We found no association between multiple malformed infants and socio-occupational grouping, as others found.37 Oral clefts, both cleft palate and cleft lip presented no variation with deprivation in our data, but other authors have reported a higher prevalence in lower social classes, particularly for cleft palate.18,23,25 Our study indicates that it may be worthwhile investing with a large study on anomalies of the ‘respiratory system’. Recent studies identify similar results such as cardiovascular CAs in a low level of maternal education, and a higher risk of CAs in the lower social-occupational class.45 Based on existing data from other sources, we suggest to also include CAs of the ‘circulatory system’ (we included CA from the heart, DQ20–DQ24 and other circulatory system, DQ25–DQ28 in this group). The study should focus on occupational and other environmental exposures, including genetic metabolic factors.

Funding

Danish Research Agency (No. 1105-93 and 11099-96); Danish National Birth Cohort is obtained from the Pharmacy Foundation, the Egmont Foundation, the March of Dimes Birth Defects Foundation and the Augustinus Foundation.

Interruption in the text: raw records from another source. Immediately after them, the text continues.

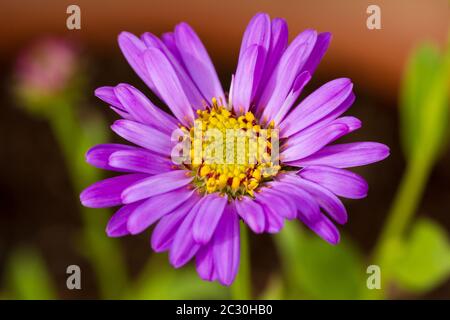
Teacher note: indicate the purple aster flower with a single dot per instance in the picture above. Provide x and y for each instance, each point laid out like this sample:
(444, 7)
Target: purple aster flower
(197, 205)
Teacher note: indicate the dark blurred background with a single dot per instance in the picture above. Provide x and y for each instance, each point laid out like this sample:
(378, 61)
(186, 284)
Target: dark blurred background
(38, 203)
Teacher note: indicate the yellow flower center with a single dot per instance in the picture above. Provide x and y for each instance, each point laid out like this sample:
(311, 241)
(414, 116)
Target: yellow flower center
(230, 154)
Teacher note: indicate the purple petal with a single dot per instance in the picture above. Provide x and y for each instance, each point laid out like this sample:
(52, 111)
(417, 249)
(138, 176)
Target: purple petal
(324, 228)
(142, 110)
(289, 67)
(184, 246)
(208, 217)
(166, 80)
(106, 193)
(316, 106)
(352, 124)
(278, 113)
(165, 230)
(252, 213)
(204, 262)
(247, 77)
(107, 94)
(274, 222)
(346, 155)
(122, 114)
(309, 213)
(190, 89)
(227, 246)
(169, 40)
(276, 200)
(157, 184)
(321, 46)
(198, 62)
(258, 32)
(278, 44)
(139, 161)
(117, 225)
(156, 207)
(305, 145)
(341, 182)
(144, 136)
(98, 156)
(132, 48)
(325, 198)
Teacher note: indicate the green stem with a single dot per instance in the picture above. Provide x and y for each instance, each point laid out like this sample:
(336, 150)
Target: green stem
(241, 288)
(103, 253)
(400, 215)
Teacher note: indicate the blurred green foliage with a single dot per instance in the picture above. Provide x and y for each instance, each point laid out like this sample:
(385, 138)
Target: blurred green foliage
(315, 269)
(423, 261)
(27, 277)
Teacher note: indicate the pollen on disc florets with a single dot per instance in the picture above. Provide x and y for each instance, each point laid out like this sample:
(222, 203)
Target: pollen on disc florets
(230, 154)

Conflicts of interest: None declared.

Key points.

  • We investigate the association between socio-occupational status differences and overall and specific major congenital anomalies.

  • The prevalence of all recorded major congenital anomalies was similar in all the socio-occupational categories.

  • We observed an association between low socio-occupational status and congenital anomalies of the respiratory system.

Acknowledgements

The Danish National Research Foundation has established the Danish Epidemiology Science Centre that initiated and created the Danish National Birth Cohort. The Cohort is a result of a major grant from this Foundation. The authors wish to thank Inge Eisensee, Danish Epidemiology Science Centre, University of Aarhus for dataset preparation. We are especially grateful to the physicians, midwives, nurses, interviewers and mothers because without them, this study would not have been possible.